BAGHDAD/WASHINGTON: The United States on Tuesday carried out a strike in Iraq in self defense, US officials told Reuters, as regional tensions rose after an Israeli airstrike in Beirut that Israel said killed Hezbollah’s most senior commander.
Iraqi police and medical sources said the strike inside a base south of Baghdad used by Iraq’s Popular Mobilization Forces (PMF) killed four members of the group that contains several Iran-aligned armed militias, and wounded four others.
In a statement after the blasts, the Popular Mobilization Forces made no accusation about who was responsible.
US officials, speaking on condition of anonymity, said the United States carried out an airstrike in Musayib, located in Babil province, but did not provide more details on the location.
The officials added that the strike targeted militants that the US deemed were looking to launch drones and posed a threat to US and coalition forces.
The officials did not comment on any casualties.
“This action underscores the United States’ commitment to the safety and security of our personnel,” one of the officials said.
Multiple rockets were launched toward Iraq’s Ain Al-Asad air base housing US-led forces last week, US and Iraqi sources said, with no damage or casualties reported.
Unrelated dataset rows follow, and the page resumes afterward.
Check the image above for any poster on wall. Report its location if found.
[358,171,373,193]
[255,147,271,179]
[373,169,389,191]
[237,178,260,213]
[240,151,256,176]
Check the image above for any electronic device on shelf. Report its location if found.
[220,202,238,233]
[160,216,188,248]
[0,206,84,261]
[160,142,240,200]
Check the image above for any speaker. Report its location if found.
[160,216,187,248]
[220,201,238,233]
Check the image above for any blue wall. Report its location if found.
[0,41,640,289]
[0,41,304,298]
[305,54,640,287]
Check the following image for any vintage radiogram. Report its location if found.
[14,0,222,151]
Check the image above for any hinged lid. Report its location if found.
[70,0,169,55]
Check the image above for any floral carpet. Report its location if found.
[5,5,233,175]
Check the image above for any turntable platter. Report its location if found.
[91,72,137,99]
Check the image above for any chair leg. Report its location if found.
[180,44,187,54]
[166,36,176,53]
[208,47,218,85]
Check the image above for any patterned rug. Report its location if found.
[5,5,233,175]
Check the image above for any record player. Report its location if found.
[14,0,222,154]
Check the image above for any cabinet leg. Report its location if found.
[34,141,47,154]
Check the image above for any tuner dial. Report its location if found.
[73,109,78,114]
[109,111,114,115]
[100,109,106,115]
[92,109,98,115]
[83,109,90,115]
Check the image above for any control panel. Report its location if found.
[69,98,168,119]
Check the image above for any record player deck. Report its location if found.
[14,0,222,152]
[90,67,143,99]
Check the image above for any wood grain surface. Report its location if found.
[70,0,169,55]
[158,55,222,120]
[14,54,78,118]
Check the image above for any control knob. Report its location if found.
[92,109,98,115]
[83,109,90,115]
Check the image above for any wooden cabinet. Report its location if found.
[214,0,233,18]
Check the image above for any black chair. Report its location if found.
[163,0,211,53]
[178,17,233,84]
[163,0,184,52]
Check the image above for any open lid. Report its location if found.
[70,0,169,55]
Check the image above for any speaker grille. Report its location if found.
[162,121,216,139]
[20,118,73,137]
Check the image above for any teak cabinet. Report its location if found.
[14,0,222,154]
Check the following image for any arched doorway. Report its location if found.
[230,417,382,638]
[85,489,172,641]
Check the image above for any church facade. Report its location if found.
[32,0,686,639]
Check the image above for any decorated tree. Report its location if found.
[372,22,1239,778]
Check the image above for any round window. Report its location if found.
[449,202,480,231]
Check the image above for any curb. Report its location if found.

US officials said none of the rockets hit the base.
Tuesday’s action was the first known US strike in Iraq since February, when the US military launched airstrikes in Iraq and Syria against more than 85 targets linked to Iran’s Revolutionary Guard and Iran-aligned militias.
The 150,000-strong Popular Mobilization Forces, a state-sanctioned grouping of Iraqi paramilitaries, is dominated by heavily armed and battle-hardened groups loyal to Iran and with close ties to its Revolutionary Guards.
Iraq, a rare ally of both the US and Iran which hosts 2,500 US troops and has Iran-backed militias linked to its security forces, has witnessed escalating tit-for-tat attacks since the Israel-Hamas war erupted in October.
Iraq wants troops from the US-led military coalition to begin withdrawing in September and to formally end the coalition’s work by September 2025, Iraqi sources have said, with some US forces likely to remain in a newly negotiated advisory capacity.
The issue is highly politicized, with mainly Iran-aligned Iraqi political factions looking to show that they are again pushing out the country’s one-time occupier, while US officials want to avoid giving Iran and its allies a win.
US-led forces invaded Iraq in 2003, toppled former leader Saddam Hussein and then withdrew in 2011, only to return in 2014 to fight Daesh at the head of a coalition.